The real story isn't found in a simple likability poll, but in the immense, and frankly unsustainable, pressure placed on the modern manager. According to Gallup's long-running research, roughly 70% of a team’s engagement is determined by the quality of its manager. That is an astonishing concentration of influence. The manager is the primary conduit for corporate culture, strategy, and morale. They have become the modern workplace's load-bearing wall, tasked with holding up the entire structure.
And that wall is showing critical signs of stress.
While employees may report "liking" their bosses, engagement among managers themselves has plummeted. One report found that only 47% of managers feel fully engaged, with a staggering 46% admitting they would give up their title just to feel more engaged at work. They are caught in a squeeze: responsible for the well-being and productivity of their teams while receiving inadequate training (57% lack extensive engagement training) and facing immense pressure from above.
This creates a dangerous paradox. We have a system where disengaged managers are tasked with engaging their teams, and their success is measured by shallow metrics like "likability." It’s a feedback loop of burnout. If 70% of a team's success hinges on a single person, and that person is running on empty, is that a leadership problem or a fundamental design flaw in our corporate structures?
The market, as always, has a clear-eyed answer. The corporate world isn't responding by fundamentally re-engineering the role of the manager. Instead, it's buying a technological crutch. The Human Capital Management (HCM) software market is projected to grow about 10% annually—to be more exact, the forecast is for a compound annual growth rate of 9.8%—to reach nearly $58 billion by 2029. The real tell is the investment in AI, where analysts forecast 45% annual growth for AI-powered HR tools.
Companies like Workday (NASDAQ: WDAY), ADP (NASDAQ: ADP), and Paychex are seeing steady investor confidence. (Workday, for instance, trades around $235 with analysts targeting ~$288, a potential 23% upside). Their products promise to automate the drudgery of management—AI recruiting agents that cut screening time by 57%, bots that handle scheduling, and platforms that streamline performance reviews. The goal isn't necessarily to make managers better leaders in a human sense, but to make their crushing administrative burden more manageable. It’s a tacit admission that the job, as currently constructed, is too much for one person to handle.
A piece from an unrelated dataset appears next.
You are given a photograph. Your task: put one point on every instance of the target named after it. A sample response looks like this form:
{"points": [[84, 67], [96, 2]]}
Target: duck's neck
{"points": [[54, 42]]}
The 75.9% likability figure is a dangerous distraction. It provides a comforting, headline-friendly number that allows organizations to sidestep the systemic crisis of burnout and disengagement affecting both managers and their teams. "Liking" your boss is not a meaningful Key Performance Indicator. Trust, psychological safety, career development, and genuine engagement are. These are the metrics that correlate with retention, innovation, and long-term value creation. The market's heavy investment in HR tech confirms the real diagnosis: the human architecture of management is failing, and companies are betting billions that software can patch the cracks. The real story isn't that we like our bosses; it's that the job of being a boss has become structurally unsustainable.